Just Before Deadline, Israel's Netanyahu Forms New Government

Israeli Prime Minister Benjamin Netanyahu, shown speaking in Washington in March, announced a new coalition government on Wednesday night. The deal assures Netanyahu of a fourth term, but he has a narrow majority in parliament with a coalition that could be vulnerable to collapse. (AP)
Israeli Prime Minister Benjamin Netanyahu, shown speaking in Washington in March, announced a new coalition government on Wednesday night. The deal assures Netanyahu of a fourth term, but he has a narrow majority in parliament with a coalition that could be vulnerable to collapse. (AP)

With a deadline looming Wednesday night, Israeli Prime Minister Benjamin Netanyahu cobbled together a new coalition government that gives him the bare minimum of parliamentary seats needed to govern, according to news reports.

The deal assures Netanyahu of a fourth term as prime minister, but it is not the outcome he envisioned when he dissolved his fractious coalition last December and called for early elections in March.

His Likud Party won 30 seats, the most of any party, but it was far short of the 61 needed to form a government. Netanyahu has spent the past six weeks in difficult negotiations, putting together a new coalition that consists of five parties.

However, the coalition has just 61 of the 120 seats in Israel's Knesset, or parliament. Netanyahu was hoping for a larger majority, but was rebuffed by at least one other party and had to announce his coalition by midnight Wednesday. He beat the deadline by just an hour.

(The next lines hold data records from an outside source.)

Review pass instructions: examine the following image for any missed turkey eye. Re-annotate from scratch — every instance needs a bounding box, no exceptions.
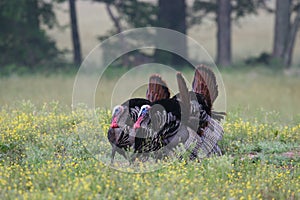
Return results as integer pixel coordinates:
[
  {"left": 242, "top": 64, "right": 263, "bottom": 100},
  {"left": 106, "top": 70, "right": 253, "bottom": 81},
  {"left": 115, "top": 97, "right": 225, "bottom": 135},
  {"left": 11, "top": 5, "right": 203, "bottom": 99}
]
[
  {"left": 142, "top": 108, "right": 148, "bottom": 115},
  {"left": 113, "top": 106, "right": 122, "bottom": 115}
]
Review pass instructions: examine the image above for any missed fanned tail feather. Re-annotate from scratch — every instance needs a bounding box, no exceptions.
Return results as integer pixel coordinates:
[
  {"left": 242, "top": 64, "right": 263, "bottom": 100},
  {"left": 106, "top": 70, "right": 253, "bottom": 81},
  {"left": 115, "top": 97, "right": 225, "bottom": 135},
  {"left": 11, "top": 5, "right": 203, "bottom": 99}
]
[
  {"left": 192, "top": 64, "right": 218, "bottom": 106},
  {"left": 176, "top": 72, "right": 191, "bottom": 122},
  {"left": 146, "top": 74, "right": 170, "bottom": 102}
]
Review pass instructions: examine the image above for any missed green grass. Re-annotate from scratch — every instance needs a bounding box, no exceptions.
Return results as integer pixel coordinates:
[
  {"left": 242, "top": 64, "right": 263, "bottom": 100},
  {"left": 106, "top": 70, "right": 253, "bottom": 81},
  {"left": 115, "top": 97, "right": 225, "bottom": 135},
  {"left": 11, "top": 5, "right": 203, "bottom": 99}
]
[
  {"left": 0, "top": 68, "right": 300, "bottom": 199},
  {"left": 1, "top": 67, "right": 300, "bottom": 121}
]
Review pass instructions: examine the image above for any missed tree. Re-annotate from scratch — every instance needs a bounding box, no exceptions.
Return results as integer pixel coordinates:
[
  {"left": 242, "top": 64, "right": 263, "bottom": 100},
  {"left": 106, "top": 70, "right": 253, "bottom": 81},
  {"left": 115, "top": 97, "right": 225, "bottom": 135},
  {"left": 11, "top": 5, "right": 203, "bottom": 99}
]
[
  {"left": 95, "top": 0, "right": 157, "bottom": 36},
  {"left": 283, "top": 5, "right": 300, "bottom": 67},
  {"left": 69, "top": 0, "right": 82, "bottom": 65},
  {"left": 95, "top": 0, "right": 190, "bottom": 67},
  {"left": 0, "top": 0, "right": 60, "bottom": 68},
  {"left": 272, "top": 0, "right": 291, "bottom": 59},
  {"left": 272, "top": 0, "right": 300, "bottom": 68},
  {"left": 155, "top": 0, "right": 188, "bottom": 66},
  {"left": 217, "top": 0, "right": 231, "bottom": 66},
  {"left": 94, "top": 0, "right": 156, "bottom": 67},
  {"left": 192, "top": 0, "right": 267, "bottom": 67}
]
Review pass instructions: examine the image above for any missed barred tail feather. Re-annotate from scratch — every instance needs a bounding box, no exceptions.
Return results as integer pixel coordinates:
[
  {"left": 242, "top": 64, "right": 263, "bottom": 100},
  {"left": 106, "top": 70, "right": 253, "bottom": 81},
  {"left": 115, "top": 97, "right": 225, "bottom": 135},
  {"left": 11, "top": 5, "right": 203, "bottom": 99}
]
[
  {"left": 146, "top": 74, "right": 170, "bottom": 102},
  {"left": 192, "top": 64, "right": 218, "bottom": 106}
]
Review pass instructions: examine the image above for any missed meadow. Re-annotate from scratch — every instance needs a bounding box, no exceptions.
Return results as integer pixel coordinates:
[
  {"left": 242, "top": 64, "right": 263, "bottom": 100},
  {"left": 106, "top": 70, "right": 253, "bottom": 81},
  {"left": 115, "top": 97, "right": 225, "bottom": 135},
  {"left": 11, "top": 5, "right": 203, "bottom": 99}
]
[{"left": 0, "top": 68, "right": 299, "bottom": 199}]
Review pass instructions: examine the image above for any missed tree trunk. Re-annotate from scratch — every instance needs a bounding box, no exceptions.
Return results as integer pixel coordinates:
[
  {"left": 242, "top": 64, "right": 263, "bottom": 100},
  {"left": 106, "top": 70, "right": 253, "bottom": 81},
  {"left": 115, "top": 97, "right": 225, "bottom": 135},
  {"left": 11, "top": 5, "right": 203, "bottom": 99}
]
[
  {"left": 155, "top": 0, "right": 187, "bottom": 66},
  {"left": 69, "top": 0, "right": 82, "bottom": 66},
  {"left": 283, "top": 6, "right": 300, "bottom": 68},
  {"left": 272, "top": 0, "right": 291, "bottom": 60},
  {"left": 216, "top": 0, "right": 232, "bottom": 67}
]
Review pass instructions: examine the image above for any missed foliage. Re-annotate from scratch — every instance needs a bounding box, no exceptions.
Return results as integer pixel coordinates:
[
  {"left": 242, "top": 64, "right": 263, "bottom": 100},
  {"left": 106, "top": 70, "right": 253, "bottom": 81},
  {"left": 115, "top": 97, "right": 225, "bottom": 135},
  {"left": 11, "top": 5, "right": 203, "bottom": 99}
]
[
  {"left": 0, "top": 101, "right": 299, "bottom": 199},
  {"left": 93, "top": 0, "right": 158, "bottom": 67},
  {"left": 0, "top": 0, "right": 62, "bottom": 68},
  {"left": 244, "top": 52, "right": 272, "bottom": 66},
  {"left": 95, "top": 0, "right": 157, "bottom": 35},
  {"left": 190, "top": 0, "right": 268, "bottom": 25}
]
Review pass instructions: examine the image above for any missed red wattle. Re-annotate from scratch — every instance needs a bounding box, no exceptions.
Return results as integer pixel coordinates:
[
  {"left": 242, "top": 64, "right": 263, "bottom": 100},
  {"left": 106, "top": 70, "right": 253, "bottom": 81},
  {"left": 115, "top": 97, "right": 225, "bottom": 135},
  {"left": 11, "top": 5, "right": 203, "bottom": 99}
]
[
  {"left": 134, "top": 117, "right": 143, "bottom": 129},
  {"left": 110, "top": 117, "right": 119, "bottom": 128}
]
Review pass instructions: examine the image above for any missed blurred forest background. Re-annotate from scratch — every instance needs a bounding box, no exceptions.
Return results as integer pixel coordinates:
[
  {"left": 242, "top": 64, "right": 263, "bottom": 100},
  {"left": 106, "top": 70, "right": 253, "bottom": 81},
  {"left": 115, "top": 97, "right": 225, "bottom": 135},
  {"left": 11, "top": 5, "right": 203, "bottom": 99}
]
[
  {"left": 1, "top": 0, "right": 300, "bottom": 121},
  {"left": 1, "top": 0, "right": 300, "bottom": 72}
]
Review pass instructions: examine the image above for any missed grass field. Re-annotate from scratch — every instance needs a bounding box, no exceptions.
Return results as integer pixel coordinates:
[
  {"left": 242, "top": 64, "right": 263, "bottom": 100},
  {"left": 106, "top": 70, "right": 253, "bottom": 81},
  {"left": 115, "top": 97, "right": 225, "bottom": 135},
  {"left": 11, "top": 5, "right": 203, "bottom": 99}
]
[
  {"left": 1, "top": 67, "right": 300, "bottom": 121},
  {"left": 0, "top": 68, "right": 300, "bottom": 199}
]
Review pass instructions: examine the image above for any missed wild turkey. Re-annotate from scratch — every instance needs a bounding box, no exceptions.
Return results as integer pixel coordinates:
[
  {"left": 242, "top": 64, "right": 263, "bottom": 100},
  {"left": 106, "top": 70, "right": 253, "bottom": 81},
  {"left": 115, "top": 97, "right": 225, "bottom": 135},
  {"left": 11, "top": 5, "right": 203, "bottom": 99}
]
[
  {"left": 107, "top": 75, "right": 170, "bottom": 163},
  {"left": 131, "top": 96, "right": 185, "bottom": 161},
  {"left": 133, "top": 65, "right": 225, "bottom": 161}
]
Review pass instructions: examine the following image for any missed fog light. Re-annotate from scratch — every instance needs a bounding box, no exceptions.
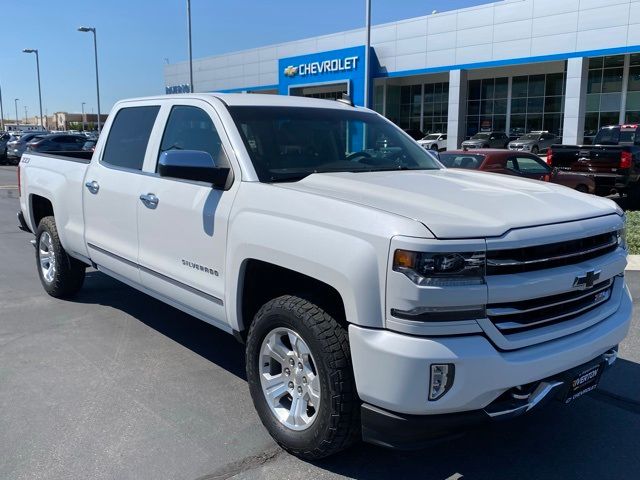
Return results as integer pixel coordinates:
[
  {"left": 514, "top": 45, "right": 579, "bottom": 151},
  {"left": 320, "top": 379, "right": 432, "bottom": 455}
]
[{"left": 429, "top": 364, "right": 455, "bottom": 401}]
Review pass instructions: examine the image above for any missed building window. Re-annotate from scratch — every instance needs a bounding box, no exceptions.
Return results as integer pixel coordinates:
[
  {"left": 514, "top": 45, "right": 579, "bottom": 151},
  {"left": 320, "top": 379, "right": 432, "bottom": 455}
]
[
  {"left": 585, "top": 54, "right": 626, "bottom": 141},
  {"left": 625, "top": 53, "right": 640, "bottom": 124},
  {"left": 422, "top": 82, "right": 448, "bottom": 133},
  {"left": 385, "top": 81, "right": 449, "bottom": 134},
  {"left": 398, "top": 84, "right": 423, "bottom": 131},
  {"left": 510, "top": 72, "right": 565, "bottom": 137},
  {"left": 373, "top": 85, "right": 384, "bottom": 114},
  {"left": 466, "top": 77, "right": 508, "bottom": 137}
]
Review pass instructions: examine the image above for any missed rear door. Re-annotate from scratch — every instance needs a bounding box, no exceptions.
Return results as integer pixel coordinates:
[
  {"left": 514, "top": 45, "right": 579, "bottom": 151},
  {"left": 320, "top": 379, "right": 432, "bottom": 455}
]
[
  {"left": 136, "top": 100, "right": 239, "bottom": 329},
  {"left": 84, "top": 103, "right": 161, "bottom": 282}
]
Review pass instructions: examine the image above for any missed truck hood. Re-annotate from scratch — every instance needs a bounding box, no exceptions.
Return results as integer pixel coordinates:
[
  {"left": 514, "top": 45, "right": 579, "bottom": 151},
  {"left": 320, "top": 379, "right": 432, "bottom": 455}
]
[{"left": 277, "top": 169, "right": 618, "bottom": 238}]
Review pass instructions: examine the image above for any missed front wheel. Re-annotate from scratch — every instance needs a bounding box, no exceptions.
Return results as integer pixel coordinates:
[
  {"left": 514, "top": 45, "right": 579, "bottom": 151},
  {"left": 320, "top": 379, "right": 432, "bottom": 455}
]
[
  {"left": 245, "top": 295, "right": 360, "bottom": 459},
  {"left": 531, "top": 146, "right": 539, "bottom": 155},
  {"left": 36, "top": 216, "right": 86, "bottom": 298}
]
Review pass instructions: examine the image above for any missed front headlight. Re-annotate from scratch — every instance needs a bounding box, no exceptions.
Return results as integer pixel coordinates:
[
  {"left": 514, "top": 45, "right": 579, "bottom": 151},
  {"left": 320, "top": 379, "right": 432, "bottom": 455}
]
[
  {"left": 618, "top": 225, "right": 627, "bottom": 251},
  {"left": 393, "top": 249, "right": 486, "bottom": 286}
]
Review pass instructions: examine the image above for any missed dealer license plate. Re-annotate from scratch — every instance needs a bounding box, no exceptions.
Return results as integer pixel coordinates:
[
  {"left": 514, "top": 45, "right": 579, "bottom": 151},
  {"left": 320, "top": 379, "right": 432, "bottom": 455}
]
[{"left": 564, "top": 363, "right": 603, "bottom": 404}]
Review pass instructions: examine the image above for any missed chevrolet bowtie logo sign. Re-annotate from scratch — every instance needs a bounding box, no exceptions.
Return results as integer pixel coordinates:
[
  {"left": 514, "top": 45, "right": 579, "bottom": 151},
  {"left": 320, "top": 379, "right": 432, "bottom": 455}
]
[
  {"left": 573, "top": 270, "right": 601, "bottom": 290},
  {"left": 283, "top": 65, "right": 298, "bottom": 77}
]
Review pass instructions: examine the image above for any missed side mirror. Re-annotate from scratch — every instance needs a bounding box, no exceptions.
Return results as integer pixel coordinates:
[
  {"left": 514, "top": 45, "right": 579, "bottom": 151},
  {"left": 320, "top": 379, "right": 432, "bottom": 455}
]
[{"left": 158, "top": 150, "right": 230, "bottom": 189}]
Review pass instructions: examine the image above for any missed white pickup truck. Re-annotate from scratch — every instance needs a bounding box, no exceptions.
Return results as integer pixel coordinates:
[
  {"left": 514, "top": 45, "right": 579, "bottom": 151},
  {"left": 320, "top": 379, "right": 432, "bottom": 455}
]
[{"left": 17, "top": 93, "right": 631, "bottom": 459}]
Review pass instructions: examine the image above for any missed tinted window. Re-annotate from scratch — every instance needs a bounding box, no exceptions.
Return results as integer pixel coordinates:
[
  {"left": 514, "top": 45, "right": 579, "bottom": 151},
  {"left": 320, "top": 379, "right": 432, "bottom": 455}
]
[
  {"left": 158, "top": 106, "right": 229, "bottom": 168},
  {"left": 229, "top": 106, "right": 440, "bottom": 182},
  {"left": 439, "top": 153, "right": 484, "bottom": 169},
  {"left": 102, "top": 106, "right": 160, "bottom": 170},
  {"left": 515, "top": 156, "right": 550, "bottom": 174}
]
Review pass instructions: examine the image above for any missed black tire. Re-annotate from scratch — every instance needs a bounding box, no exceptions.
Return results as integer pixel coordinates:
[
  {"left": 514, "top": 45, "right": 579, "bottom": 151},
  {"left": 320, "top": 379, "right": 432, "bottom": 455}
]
[
  {"left": 430, "top": 144, "right": 439, "bottom": 151},
  {"left": 35, "top": 216, "right": 86, "bottom": 298},
  {"left": 246, "top": 295, "right": 360, "bottom": 460},
  {"left": 531, "top": 146, "right": 539, "bottom": 155},
  {"left": 575, "top": 184, "right": 589, "bottom": 194}
]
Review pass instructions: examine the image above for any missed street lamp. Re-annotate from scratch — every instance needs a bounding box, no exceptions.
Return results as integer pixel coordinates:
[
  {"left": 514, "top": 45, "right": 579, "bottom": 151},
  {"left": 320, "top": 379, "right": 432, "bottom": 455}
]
[
  {"left": 186, "top": 0, "right": 194, "bottom": 92},
  {"left": 22, "top": 49, "right": 44, "bottom": 129},
  {"left": 78, "top": 26, "right": 102, "bottom": 131},
  {"left": 81, "top": 102, "right": 86, "bottom": 131},
  {"left": 14, "top": 98, "right": 19, "bottom": 130},
  {"left": 0, "top": 83, "right": 4, "bottom": 131},
  {"left": 364, "top": 0, "right": 372, "bottom": 109}
]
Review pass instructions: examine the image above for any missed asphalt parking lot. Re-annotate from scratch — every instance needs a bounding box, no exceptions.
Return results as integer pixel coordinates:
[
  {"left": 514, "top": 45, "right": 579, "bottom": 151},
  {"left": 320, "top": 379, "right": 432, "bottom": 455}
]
[{"left": 1, "top": 164, "right": 639, "bottom": 480}]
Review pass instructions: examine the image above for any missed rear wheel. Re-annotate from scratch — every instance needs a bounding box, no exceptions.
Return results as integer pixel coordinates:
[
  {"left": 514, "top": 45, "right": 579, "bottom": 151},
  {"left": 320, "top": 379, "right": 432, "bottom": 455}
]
[
  {"left": 246, "top": 295, "right": 359, "bottom": 459},
  {"left": 36, "top": 216, "right": 86, "bottom": 298}
]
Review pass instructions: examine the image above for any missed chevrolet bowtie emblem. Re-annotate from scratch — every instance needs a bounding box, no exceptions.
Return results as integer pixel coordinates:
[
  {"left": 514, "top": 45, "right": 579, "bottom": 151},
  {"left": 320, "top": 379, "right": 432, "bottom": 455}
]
[
  {"left": 283, "top": 65, "right": 298, "bottom": 77},
  {"left": 573, "top": 270, "right": 601, "bottom": 290}
]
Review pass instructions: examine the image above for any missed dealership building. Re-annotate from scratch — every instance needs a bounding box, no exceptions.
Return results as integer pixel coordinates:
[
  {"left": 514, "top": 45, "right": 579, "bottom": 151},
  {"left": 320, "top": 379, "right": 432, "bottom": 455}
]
[{"left": 164, "top": 0, "right": 640, "bottom": 149}]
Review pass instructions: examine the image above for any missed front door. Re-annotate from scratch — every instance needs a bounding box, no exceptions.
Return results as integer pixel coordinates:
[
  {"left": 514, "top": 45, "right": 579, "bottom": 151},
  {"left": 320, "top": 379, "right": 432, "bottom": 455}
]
[
  {"left": 84, "top": 104, "right": 161, "bottom": 282},
  {"left": 510, "top": 155, "right": 552, "bottom": 181},
  {"left": 136, "top": 101, "right": 239, "bottom": 329}
]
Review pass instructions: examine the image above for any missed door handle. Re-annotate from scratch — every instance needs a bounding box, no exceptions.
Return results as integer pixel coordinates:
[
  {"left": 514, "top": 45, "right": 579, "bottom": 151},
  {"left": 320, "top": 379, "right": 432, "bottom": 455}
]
[
  {"left": 139, "top": 193, "right": 159, "bottom": 209},
  {"left": 85, "top": 180, "right": 99, "bottom": 194}
]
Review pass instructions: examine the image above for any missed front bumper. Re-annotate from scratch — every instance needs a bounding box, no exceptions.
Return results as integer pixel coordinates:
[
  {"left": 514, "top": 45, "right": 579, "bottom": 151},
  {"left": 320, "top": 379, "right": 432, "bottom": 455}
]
[
  {"left": 360, "top": 348, "right": 619, "bottom": 449},
  {"left": 349, "top": 282, "right": 632, "bottom": 416}
]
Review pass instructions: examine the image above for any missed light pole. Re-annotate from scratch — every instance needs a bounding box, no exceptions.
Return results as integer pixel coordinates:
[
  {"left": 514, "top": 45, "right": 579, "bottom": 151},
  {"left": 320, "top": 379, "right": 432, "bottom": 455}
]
[
  {"left": 0, "top": 83, "right": 4, "bottom": 131},
  {"left": 81, "top": 102, "right": 86, "bottom": 130},
  {"left": 14, "top": 98, "right": 19, "bottom": 130},
  {"left": 24, "top": 106, "right": 28, "bottom": 124},
  {"left": 22, "top": 49, "right": 44, "bottom": 129},
  {"left": 78, "top": 27, "right": 102, "bottom": 131},
  {"left": 364, "top": 0, "right": 372, "bottom": 109},
  {"left": 187, "top": 0, "right": 194, "bottom": 92}
]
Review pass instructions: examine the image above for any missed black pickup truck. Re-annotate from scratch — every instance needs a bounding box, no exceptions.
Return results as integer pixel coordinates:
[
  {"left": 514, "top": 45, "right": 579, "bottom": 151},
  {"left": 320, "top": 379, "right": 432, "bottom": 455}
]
[{"left": 547, "top": 124, "right": 640, "bottom": 205}]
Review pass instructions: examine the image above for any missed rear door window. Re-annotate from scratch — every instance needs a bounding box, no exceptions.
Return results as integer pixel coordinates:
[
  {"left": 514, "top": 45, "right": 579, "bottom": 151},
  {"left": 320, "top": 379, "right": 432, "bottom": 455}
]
[{"left": 102, "top": 106, "right": 160, "bottom": 170}]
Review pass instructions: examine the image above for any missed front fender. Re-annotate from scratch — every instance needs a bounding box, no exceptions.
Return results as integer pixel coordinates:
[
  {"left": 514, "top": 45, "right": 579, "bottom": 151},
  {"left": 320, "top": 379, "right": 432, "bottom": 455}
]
[{"left": 226, "top": 210, "right": 389, "bottom": 332}]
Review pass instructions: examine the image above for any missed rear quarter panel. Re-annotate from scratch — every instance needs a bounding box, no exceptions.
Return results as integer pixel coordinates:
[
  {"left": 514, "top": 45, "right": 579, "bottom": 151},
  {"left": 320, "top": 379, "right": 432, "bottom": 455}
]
[{"left": 20, "top": 154, "right": 90, "bottom": 259}]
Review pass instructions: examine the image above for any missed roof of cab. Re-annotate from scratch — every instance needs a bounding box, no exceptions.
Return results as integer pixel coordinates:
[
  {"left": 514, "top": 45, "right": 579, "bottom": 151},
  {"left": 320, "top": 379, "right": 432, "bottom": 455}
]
[{"left": 117, "top": 93, "right": 360, "bottom": 110}]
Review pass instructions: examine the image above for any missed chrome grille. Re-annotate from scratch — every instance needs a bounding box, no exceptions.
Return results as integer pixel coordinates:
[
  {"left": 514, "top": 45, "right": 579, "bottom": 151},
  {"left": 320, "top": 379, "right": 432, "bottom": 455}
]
[
  {"left": 487, "top": 232, "right": 618, "bottom": 275},
  {"left": 487, "top": 279, "right": 613, "bottom": 333}
]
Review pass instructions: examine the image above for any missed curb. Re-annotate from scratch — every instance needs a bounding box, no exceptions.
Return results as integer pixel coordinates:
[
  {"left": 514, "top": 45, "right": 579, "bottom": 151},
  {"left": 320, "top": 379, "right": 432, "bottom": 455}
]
[{"left": 627, "top": 255, "right": 640, "bottom": 271}]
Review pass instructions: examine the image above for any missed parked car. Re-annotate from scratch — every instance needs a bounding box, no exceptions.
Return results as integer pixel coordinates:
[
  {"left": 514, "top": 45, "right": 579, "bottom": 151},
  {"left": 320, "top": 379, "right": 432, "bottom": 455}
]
[
  {"left": 6, "top": 133, "right": 47, "bottom": 164},
  {"left": 417, "top": 133, "right": 447, "bottom": 151},
  {"left": 462, "top": 131, "right": 509, "bottom": 149},
  {"left": 403, "top": 128, "right": 424, "bottom": 140},
  {"left": 17, "top": 93, "right": 630, "bottom": 459},
  {"left": 440, "top": 150, "right": 596, "bottom": 193},
  {"left": 508, "top": 131, "right": 559, "bottom": 154},
  {"left": 0, "top": 132, "right": 12, "bottom": 163},
  {"left": 547, "top": 124, "right": 640, "bottom": 204},
  {"left": 26, "top": 134, "right": 89, "bottom": 154}
]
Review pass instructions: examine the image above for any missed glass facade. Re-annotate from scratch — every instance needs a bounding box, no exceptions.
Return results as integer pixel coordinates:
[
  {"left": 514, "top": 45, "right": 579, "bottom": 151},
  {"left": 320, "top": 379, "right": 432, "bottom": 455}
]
[
  {"left": 466, "top": 77, "right": 508, "bottom": 137},
  {"left": 625, "top": 53, "right": 640, "bottom": 124},
  {"left": 422, "top": 82, "right": 449, "bottom": 134},
  {"left": 510, "top": 72, "right": 565, "bottom": 137},
  {"left": 382, "top": 82, "right": 449, "bottom": 133},
  {"left": 465, "top": 72, "right": 565, "bottom": 139},
  {"left": 585, "top": 55, "right": 625, "bottom": 140}
]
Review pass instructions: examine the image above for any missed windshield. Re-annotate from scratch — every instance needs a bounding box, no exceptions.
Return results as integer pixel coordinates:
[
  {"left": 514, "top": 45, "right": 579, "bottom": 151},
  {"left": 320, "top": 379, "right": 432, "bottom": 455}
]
[
  {"left": 422, "top": 134, "right": 440, "bottom": 140},
  {"left": 471, "top": 133, "right": 490, "bottom": 140},
  {"left": 439, "top": 153, "right": 484, "bottom": 169},
  {"left": 229, "top": 106, "right": 441, "bottom": 182},
  {"left": 594, "top": 127, "right": 636, "bottom": 145},
  {"left": 519, "top": 133, "right": 539, "bottom": 140}
]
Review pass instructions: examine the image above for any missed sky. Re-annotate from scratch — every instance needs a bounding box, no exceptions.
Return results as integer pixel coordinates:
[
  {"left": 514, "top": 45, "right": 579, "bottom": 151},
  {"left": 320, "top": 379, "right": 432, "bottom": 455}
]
[{"left": 0, "top": 0, "right": 489, "bottom": 119}]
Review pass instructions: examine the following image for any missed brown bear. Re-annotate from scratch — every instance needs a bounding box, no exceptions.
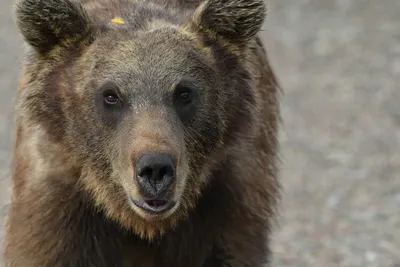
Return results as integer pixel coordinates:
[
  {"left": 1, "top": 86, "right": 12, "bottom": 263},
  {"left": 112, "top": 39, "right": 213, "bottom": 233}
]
[{"left": 3, "top": 0, "right": 281, "bottom": 266}]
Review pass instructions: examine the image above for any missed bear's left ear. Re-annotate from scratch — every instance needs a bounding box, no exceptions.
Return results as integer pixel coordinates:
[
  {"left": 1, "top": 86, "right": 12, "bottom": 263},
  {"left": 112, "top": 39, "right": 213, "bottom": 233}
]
[
  {"left": 14, "top": 0, "right": 96, "bottom": 53},
  {"left": 187, "top": 0, "right": 266, "bottom": 46}
]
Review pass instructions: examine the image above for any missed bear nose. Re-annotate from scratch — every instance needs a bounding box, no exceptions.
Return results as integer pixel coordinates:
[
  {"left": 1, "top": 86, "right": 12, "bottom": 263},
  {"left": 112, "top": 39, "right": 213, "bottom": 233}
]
[{"left": 135, "top": 153, "right": 175, "bottom": 199}]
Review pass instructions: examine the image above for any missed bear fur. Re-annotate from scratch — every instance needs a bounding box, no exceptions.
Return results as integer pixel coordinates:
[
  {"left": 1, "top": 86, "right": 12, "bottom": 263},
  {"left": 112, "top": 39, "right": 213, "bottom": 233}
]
[{"left": 3, "top": 0, "right": 281, "bottom": 266}]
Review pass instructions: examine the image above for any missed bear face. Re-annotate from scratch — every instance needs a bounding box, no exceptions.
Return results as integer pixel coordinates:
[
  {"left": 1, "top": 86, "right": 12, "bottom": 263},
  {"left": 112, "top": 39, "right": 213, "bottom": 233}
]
[{"left": 14, "top": 0, "right": 267, "bottom": 239}]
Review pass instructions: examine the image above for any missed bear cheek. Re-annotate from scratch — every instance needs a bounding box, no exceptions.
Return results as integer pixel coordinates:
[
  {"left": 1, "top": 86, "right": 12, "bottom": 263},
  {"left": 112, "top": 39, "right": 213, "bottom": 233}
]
[
  {"left": 172, "top": 150, "right": 191, "bottom": 198},
  {"left": 118, "top": 171, "right": 141, "bottom": 201}
]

Every Israeli government since independence in 1948 has been a coalition and few have managed to survive the full four years they are allotted.

Netanyahu can claim that his new government is more unified politically than his last one. The five parties all belong to the right, in contrast to his previous government, which had centrist parties and Cabinet ministers openly critical of the prime minister.

The new coalition should be more in sync with Netanyahu when it comes to policies that have marked his rule: a tough line with the Palestinians, the expansion of West Bank settlements, and strong opposition to the current negotiations between world powers and Iran on its nuclear program.

But the narrow majority means the coalition will be extremely vulnerable to collapse. If any party decides to drop out — something that happens with regularity in Israeli politics — Netanyahu would have to quickly find another party to replace it or face the prospect of his government collapsing.

"One single party could have a lot of power over whether this government would hold or whether it would fall," NPR's Jerusalem correspondent, Emily Harris, told NPR's program Here & Now.

Netanyahu, one of the longest-serving prime ministers in Israel's history, made a number of controversial statements during the campaign that could set the tone for his new term.

He said a Palestinian state was not possible under the current circumstances, a remark that provoked anger among Palestinians, who have long accused the Israeli leader of avoiding substantive negotiations on a two-state solution.

Netanyahu's frosty relations with President Obama became even more fraught after the Israeli leader spoke before the U.S. Congress in March and sharply criticized the nuclear negotiations with Iran.